In the wake of the Paris attacks, American politicians of all stripes are rushing to burnish their security credentials. In their proposals they are undermining the one measure that might exhibit America’s basic motives in Syria, while adding nothing to U.S. security. House bill 4038, imposing extra screenings on Syrian refugees, and calls by governors, including at least one Democrat, to deny them entry, ignore what refugees are.
Of course we must be vigilant against terrorism. Many measures aimed at border security, some very uncomfortable, may well prove necessary. But the politicians are aiming at exactly the wrong target. They need to recall certain facts.
First, a widely overlooked point: “refugee” has a very specific meaning in law and administrative practice, distinct from other types of migrant. The UN formally defines refugees as persons fleeing persecution, which is the necessary condition even to consider anyone for U..S refugee status. The Paris attackers were not refugees; they already lived in Europe. Several travelled to and from the Middle East, but only one attacker seems even to have moved along current refugee routes.

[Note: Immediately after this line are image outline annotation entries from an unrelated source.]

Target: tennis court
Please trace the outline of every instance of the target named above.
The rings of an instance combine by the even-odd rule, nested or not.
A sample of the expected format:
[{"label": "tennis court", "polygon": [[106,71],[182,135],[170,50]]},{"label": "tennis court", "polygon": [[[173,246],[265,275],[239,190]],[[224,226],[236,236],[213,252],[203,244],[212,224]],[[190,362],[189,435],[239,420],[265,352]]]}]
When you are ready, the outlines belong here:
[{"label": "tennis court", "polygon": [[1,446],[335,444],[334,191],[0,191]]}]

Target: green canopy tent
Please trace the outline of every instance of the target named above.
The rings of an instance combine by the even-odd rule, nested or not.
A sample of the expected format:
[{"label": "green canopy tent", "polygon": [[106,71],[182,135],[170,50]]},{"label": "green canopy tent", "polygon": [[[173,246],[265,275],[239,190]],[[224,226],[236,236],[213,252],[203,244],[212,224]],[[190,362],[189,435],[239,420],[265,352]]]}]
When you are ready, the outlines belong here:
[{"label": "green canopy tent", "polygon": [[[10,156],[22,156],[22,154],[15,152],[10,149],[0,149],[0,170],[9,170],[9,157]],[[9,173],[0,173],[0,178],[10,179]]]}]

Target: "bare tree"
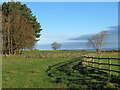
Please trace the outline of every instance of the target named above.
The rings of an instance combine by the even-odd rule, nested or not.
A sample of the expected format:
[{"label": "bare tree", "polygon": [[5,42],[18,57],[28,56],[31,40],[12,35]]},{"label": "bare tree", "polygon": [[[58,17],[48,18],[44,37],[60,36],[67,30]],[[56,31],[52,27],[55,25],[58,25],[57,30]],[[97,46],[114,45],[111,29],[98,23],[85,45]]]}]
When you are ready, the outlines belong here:
[{"label": "bare tree", "polygon": [[107,36],[107,31],[102,31],[88,39],[88,45],[92,46],[97,51],[99,56],[103,49],[104,41],[107,38]]},{"label": "bare tree", "polygon": [[51,44],[51,46],[52,46],[52,49],[57,50],[61,47],[61,44],[57,43],[57,42],[54,42],[54,43]]}]

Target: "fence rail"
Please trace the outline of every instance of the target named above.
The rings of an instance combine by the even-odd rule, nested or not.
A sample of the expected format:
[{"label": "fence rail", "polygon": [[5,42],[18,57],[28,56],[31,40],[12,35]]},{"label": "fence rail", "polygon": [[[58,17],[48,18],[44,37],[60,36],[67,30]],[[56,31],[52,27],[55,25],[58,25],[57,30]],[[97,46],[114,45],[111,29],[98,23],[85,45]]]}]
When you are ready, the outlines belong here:
[{"label": "fence rail", "polygon": [[[98,61],[95,62],[95,59],[97,59]],[[107,60],[107,63],[103,63],[101,62],[102,60]],[[117,70],[112,70],[111,66],[117,66],[120,68],[120,65],[119,64],[112,64],[111,63],[111,60],[120,60],[120,58],[101,58],[101,57],[87,57],[87,56],[83,56],[83,66],[86,66],[86,67],[91,67],[91,68],[94,68],[94,69],[98,69],[98,70],[104,70],[104,71],[109,71],[109,74],[111,74],[111,72],[117,72],[117,73],[120,73],[120,71],[117,71]],[[88,65],[89,63],[92,63],[92,66]],[[98,67],[95,67],[94,64],[98,64]],[[108,69],[103,69],[101,68],[101,65],[108,65]]]}]

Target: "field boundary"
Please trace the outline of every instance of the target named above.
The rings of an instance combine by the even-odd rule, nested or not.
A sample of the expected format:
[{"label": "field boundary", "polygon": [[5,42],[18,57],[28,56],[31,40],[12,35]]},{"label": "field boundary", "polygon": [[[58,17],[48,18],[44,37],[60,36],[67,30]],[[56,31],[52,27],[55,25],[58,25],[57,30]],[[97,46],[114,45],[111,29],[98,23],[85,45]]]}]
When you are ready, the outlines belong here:
[{"label": "field boundary", "polygon": [[[98,62],[95,62],[95,59],[98,60]],[[83,63],[82,65],[85,67],[91,67],[93,69],[98,69],[98,70],[104,70],[104,71],[109,71],[109,74],[111,74],[111,72],[116,72],[118,74],[120,74],[120,71],[117,70],[112,70],[111,66],[117,66],[120,68],[119,64],[111,64],[111,60],[120,60],[120,58],[111,58],[111,57],[107,57],[107,58],[101,58],[101,57],[89,57],[89,56],[83,56],[82,57]],[[107,60],[107,63],[101,63],[102,60]],[[89,65],[89,63],[92,63],[92,65]],[[98,67],[95,67],[95,64],[98,64]],[[108,65],[108,69],[103,69],[101,68],[101,65]]]}]

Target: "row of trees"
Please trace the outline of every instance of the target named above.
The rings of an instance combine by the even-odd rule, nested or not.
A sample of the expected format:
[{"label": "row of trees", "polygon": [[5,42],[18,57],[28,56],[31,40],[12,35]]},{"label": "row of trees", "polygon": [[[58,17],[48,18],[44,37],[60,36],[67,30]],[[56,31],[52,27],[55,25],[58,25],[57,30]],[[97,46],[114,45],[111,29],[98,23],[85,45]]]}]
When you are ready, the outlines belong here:
[{"label": "row of trees", "polygon": [[[88,39],[87,44],[89,46],[91,46],[92,48],[94,48],[100,56],[100,53],[103,49],[103,46],[104,46],[104,43],[105,43],[105,40],[106,40],[107,36],[108,36],[107,31],[102,31],[102,32],[100,32],[98,34],[95,34],[92,37],[90,37]],[[61,44],[57,43],[57,42],[54,42],[54,43],[51,44],[51,46],[52,46],[52,49],[57,50],[61,47]]]},{"label": "row of trees", "polygon": [[3,53],[15,54],[32,49],[42,29],[31,9],[20,2],[4,2],[1,13]]}]

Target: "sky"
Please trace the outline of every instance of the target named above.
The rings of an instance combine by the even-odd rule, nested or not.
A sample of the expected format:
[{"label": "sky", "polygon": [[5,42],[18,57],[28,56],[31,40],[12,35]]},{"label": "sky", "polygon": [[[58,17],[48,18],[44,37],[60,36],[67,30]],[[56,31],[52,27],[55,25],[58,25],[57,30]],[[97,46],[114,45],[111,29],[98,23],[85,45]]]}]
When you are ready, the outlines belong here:
[{"label": "sky", "polygon": [[[35,46],[40,50],[51,50],[50,45],[55,41],[62,44],[61,49],[90,48],[86,46],[88,36],[103,30],[109,33],[116,32],[110,27],[118,25],[117,2],[22,2],[22,4],[26,4],[32,10],[42,26],[40,41]],[[117,35],[111,34],[107,41],[111,38],[118,39],[114,36]],[[112,45],[107,43],[106,47],[113,47]],[[116,47],[117,45],[114,46]]]}]

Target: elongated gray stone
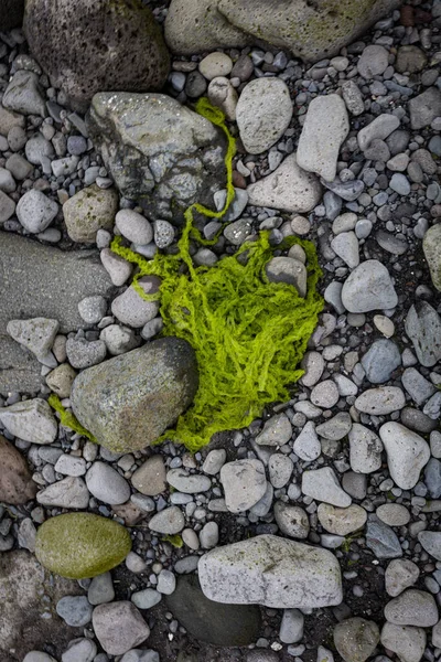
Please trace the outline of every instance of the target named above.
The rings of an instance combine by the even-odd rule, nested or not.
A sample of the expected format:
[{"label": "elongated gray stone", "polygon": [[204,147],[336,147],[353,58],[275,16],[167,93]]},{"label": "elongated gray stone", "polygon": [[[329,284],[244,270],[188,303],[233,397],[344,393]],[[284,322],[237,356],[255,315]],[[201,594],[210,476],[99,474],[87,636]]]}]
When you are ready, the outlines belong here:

Second, fear that terrorists could infiltrate the refugee system is understandable for anyone unfamiliar with the U.S. process. But our existing system has multiple layers of monitoring and support, in effective, long-established practices. As noted by Ambassador Ryan Crocker in the Wall Street Journal, multiple agencies, including Homeland Security and the FBI, vet all refugee candidates under consideration. A U.S. diplomat, with experience processing Middle Eastern refugees, corroborates to me that every case undergoes a multi-phased examination before gaining refugee status.
Third, even before embarking for the U.S., refugees are connected to a resettlement organization, from one of several, long-established networks. These organizations, including my friends at the International Institute of Connecticut, work closely with incoming families and individuals. Agency staff implements the rigorous State Department-funded refugee resettlement program. Volunteers mentor each family, visiting regularly to aid in their settlement. It is a service rather than security monitoring, but the relationship keeps citizens of the local community in touch with resettling refugees.
Fourth, America does not have the communities of disaffected Middle Eastern immigrants that a terrorist needs, to build networks to plan, equip, stage, and launch attacks. Europe’s large populations of alienated Muslims are not present here, and our resettlement agencies do not dump new arrivals in any shadow-lands.
The terrorism risk posed by refugees, even specifically from Syria and Iraq, is effectively zero. Yes, rapid expansion could strain a network geared to earlier levels of activity; this would explain in part the small number of Syrian refugees—10,000—that the administration proposed to accept this fall. Large increases should be carefully planned and rigorously monitored. But to worry about radicals posing as Syrian refugees is to ignore the meaning of “refugee.”
Beyond the question of domestic security, Syria itself gives us very few pieces on which to build a palatable U.S. policy. The only real forces are ISIS and the Assad regime —which started a civil war in response to the Arab Spring. Two approaches are raised in our public discourse. The first is to establish a safe haven in Syria for Assad’s non-ISIS opponents. This keeps our hands unsullied, but requires collaboration with countries of many different stripes, and will have little direct effect on either ISIS or Assad. The second is to join pro-Assad Russia in an anti-ISIS coalition; aside from the difficulties highlighted by Turkey’s shoot-down of a Russian plane, the moral compromise here is clear.
If we must choose among such options, we will need somehow to assert a basic moral context around what will be a pragmatic choice. Islamist terrorists voice an anti-Liberal, anti-Western narrative calling us amoral and imperialistic. Choosing an evil that we calculate to be the lesser, without somehow exhibiting our overarching moral values, will help our enemies, “proving” their narrative for them.
Taking in refugees is a long standing sign of America’s best nature. The system is one of the functions in the U.S. government that has been managed, quietly and collaboratively between Congress and State, for years. Through long practice it meets the standard of responsible handling in all respects, including security.
Everyone is entitled to their concerns—fear is a response to danger. Some will still worry about refugees, even if they understand that our process already eliminates the risks. Exactly to the extent that we still carry this fear, taking in Syrians who cannot abide either ISIS or Assad becomes an act of courage, undertaken out of conviction in our values.